In this paper, we proposed MASTER, a multi-task pre-trained bottlenecked masked autoencoder for dense retrieval task. In our approach, we adopted a bottlenecked multi-decoder architecture to integrate a variety of pre-training tasks, and devised three types of pre-training tasks about corrupted passages recovering, related passage recovering and PLMs outputs recovering. The three types of tasks focused on compressing the semantic information within the passages, modeling relations among passages, and learning the knowledge from external public generative PLMs, respectively, leading to more informative and effective dense vectors. Experimental results have shown that our approach outperforms several competitive baselines. A BASELINES. We compare our approach with a variety of methods: • BM25 (Yang et al., 2017) is a widely-used sparse retriever based on exact matching. DeepCT (Dai & Callan, 2019b ) and docT5query (Nogueira & Lin, 2019) enhance BM25 with neural models. • ANCE (Xiong et al., 2021) , TAS-B (Hofstätter et al., 2021) and STAR (Zhan et al., 2021) are dense retrieval methods that adopt top-k hard negatives to improve training.
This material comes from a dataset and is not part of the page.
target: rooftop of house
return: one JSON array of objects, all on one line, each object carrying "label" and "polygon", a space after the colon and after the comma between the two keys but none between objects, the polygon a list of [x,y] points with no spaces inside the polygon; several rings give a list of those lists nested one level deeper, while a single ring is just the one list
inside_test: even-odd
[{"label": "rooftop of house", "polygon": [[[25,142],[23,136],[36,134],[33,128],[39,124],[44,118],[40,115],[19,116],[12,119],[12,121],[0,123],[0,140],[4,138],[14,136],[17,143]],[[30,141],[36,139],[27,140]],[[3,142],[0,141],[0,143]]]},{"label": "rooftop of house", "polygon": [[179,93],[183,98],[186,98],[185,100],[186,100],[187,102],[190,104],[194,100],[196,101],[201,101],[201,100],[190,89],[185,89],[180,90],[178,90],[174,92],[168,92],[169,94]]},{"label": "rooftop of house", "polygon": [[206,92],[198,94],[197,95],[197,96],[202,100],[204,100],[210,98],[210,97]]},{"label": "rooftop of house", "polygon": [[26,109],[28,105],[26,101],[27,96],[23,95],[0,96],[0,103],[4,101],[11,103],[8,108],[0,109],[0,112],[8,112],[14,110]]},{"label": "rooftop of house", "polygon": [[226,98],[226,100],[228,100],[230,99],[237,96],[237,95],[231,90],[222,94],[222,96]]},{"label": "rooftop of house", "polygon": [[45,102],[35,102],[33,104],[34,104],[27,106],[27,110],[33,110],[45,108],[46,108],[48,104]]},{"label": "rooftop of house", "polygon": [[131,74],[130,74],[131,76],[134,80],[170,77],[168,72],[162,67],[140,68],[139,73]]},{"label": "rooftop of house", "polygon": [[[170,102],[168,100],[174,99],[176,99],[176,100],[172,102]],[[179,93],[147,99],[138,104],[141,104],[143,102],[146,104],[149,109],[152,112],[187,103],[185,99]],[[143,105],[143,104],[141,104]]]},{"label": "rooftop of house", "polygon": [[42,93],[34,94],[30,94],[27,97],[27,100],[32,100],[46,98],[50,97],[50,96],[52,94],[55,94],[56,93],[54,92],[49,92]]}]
RocketQA (Qu et al., 2021) , AR2 (Zhang et al., 2022) and ERNIE-search (Lu et al., 2022) utilize knowledge distillation technique that leverages a teacher model to guide the training of the dual-encoder retriever. • COIL (Gao et al., 2021b) , ColBERT (Khattab & Zaharia, 2020) and ColBERTv2 (Santhanam et al., 2022) utilize multiple representations for text retrieval. • SEED (Lu et al., 2021) , RetroMAE (Liu & Shao, 2022) , Condenser (Gao & Callan, 2021b) , PAIR (Ren et al., 2021a) , coCondenser (Gao & Callan, 2022) , CoT-MAE (Wu et al., 2022) and SimLM (Wang et al., 2022) design special pre-training tasks to improve the backbone models.

B IMPLEMENTATION DETAILS.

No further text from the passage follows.